Dones wore many hats in the construction industry before getting his general contractor’s license in 1988, from delivering materials to electrical work. That same year he co-founded Rondeau Bay Construction, which grew to five offices across the U.S. and completed more than $70 million in construction projects, according to his website.

He also spent time in the early 1980s pursuing his musical interests, and co-authored two hit singles in 1981, one for R&B singer Debra Laws and another for Latin jazz percussionist Bill Summers. Dones also wrote, produced and performed with Bay Area artists, including a San Francisco-based musical review called “Soul, Style & Sass,” according to his website.  

Creativity came into play for Dones’ construction projects as well, and in the 1990s he invented a proprietary method for repairing pipes with minimal surface disruption, which is now used by utility agencies in five states, according to his website. Dones told the San Francisco Chronicle in a late 1990s story about Bay Area businesses investing in Africa that invention runs in his family; his grandfather developed a horse-drawn plow used by Black farmers in South Africa to till rocky soil a century ago, he said.

He has continued his father’s legacy of political activism, co-authoring a victorious mid-1990s Oakland initiative that required the city to adjust race- and gender-based contracting and hiring programs regularly to ensure equitable policies. He also served on the Military Conversion and Reinvestment Commission, advocating for policies to promote female- and minority-owned firms competing for military base conversion projects.

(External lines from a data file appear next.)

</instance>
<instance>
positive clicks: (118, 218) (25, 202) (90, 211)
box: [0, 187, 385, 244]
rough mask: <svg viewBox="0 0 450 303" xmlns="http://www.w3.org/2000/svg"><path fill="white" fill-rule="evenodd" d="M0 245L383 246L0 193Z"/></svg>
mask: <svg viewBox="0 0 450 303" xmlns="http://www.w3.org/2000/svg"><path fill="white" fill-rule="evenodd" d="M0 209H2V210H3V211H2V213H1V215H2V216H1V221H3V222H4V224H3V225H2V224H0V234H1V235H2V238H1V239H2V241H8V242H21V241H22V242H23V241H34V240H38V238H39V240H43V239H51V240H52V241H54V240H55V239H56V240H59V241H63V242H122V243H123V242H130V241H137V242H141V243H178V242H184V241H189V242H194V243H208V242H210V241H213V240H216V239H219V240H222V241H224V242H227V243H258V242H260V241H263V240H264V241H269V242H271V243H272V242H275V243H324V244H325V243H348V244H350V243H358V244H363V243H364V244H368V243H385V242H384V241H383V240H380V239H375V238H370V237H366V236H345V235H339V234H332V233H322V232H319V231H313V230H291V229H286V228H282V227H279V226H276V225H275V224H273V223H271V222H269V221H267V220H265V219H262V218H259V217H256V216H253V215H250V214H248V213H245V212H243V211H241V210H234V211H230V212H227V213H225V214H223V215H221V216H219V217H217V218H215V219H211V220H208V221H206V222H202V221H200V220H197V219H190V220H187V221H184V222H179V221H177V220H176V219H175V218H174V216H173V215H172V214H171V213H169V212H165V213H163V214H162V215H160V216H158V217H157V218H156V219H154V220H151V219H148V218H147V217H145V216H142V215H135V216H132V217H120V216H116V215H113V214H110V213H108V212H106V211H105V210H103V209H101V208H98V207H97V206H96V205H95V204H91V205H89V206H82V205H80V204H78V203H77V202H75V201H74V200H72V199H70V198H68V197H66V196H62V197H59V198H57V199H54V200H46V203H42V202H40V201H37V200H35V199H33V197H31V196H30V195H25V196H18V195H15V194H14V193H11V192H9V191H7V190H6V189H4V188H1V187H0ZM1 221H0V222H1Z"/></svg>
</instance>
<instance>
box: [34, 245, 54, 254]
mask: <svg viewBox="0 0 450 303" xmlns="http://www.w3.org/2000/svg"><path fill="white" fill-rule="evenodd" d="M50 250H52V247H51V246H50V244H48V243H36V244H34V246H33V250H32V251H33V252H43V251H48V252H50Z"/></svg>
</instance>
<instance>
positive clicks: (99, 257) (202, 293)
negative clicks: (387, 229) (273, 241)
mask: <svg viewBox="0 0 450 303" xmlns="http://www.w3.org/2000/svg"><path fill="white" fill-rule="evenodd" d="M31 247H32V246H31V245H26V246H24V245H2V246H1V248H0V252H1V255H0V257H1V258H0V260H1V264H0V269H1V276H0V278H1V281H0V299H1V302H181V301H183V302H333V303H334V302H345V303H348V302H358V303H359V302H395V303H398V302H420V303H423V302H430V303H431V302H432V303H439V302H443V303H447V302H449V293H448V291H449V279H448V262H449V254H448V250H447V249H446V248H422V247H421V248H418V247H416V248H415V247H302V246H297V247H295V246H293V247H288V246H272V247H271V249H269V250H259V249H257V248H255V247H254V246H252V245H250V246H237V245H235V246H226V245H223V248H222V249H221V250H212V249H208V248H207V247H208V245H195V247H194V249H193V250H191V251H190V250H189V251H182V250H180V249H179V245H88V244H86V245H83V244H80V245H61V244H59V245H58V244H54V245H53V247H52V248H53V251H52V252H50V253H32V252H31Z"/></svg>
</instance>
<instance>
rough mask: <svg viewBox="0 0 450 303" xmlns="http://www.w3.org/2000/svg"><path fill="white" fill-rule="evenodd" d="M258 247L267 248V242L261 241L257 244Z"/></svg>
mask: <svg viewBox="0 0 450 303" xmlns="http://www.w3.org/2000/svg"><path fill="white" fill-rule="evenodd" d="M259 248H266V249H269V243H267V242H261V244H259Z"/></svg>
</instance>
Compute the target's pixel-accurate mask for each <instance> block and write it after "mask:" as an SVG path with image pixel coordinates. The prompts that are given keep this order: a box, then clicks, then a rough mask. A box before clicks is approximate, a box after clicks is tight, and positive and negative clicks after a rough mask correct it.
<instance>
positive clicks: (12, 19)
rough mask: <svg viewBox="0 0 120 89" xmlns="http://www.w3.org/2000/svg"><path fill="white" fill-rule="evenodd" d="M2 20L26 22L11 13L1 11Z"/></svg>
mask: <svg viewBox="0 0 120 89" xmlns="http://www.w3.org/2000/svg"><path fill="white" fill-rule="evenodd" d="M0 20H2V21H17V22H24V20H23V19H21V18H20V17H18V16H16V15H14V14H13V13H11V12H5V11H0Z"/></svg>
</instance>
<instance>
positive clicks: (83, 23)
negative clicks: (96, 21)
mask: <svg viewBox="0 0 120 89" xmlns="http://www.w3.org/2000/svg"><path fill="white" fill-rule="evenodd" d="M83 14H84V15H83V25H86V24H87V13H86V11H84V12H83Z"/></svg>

Dones co-founded SUDA in 2000 with his father. When the company broke ground on the nearly 250,000-square-foot mixed use Thomas L. Berkeley Square in 2004, it helped bring his family’s story full circle. It also exemplified just how little had changed for Black developers and construction companies more than 50 years after his father first made his mark, he told the Business Times. 

“We have not yet, as Black contractors, been able to get back to that place, of constructing high-rise buildings on our own,” he said. “There was a moment of hope and expectation … but we still haven’t gotten back to that point.”